Frankly, I’d prefer to see a series of 20 post threads than one 250 post thread.

More threads that are more focused is the goal, here. Choose a topic, stick with it.

Re Roderick’s question about omnibus threads: The one about police violence comes to mind. I stopped even opening it years ago because at that time it seemed to be the same posters nattering at each other all the time, rather than talking about the particular examples which were ostensibly the purpose of the thread. Far as I’m concerned, omnibus threads shut down discussion, the very opposite of the goal of GD. Glad to see them go.

I kept reading AK84’s comment as being about “medics” so was particularly confused by it. :smack:

I have two things to say about this.

First, I’m fairly certain that exceeds the capability of the software.

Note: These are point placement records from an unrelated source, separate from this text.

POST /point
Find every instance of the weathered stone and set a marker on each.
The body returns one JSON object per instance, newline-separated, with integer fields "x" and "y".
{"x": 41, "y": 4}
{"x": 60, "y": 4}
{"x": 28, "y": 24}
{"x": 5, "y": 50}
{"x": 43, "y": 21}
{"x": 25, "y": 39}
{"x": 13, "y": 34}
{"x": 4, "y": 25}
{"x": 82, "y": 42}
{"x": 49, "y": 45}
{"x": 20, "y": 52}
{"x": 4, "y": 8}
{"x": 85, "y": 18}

Second, I hope to see many fewer 25 page threads. Posters are required to read threads and be aware of instructions. More and shorter threads should make that easier.

I am defining ‘Omnibus’ threads as ones with very wide topics.

An example of one would be the overarching 2020 Democratic Primary thread in Politics and Elections. Threads should, going forward, be specific in their topics.

I’ll give you a pass on existing threads provided they’re not kept alive just to keep such going.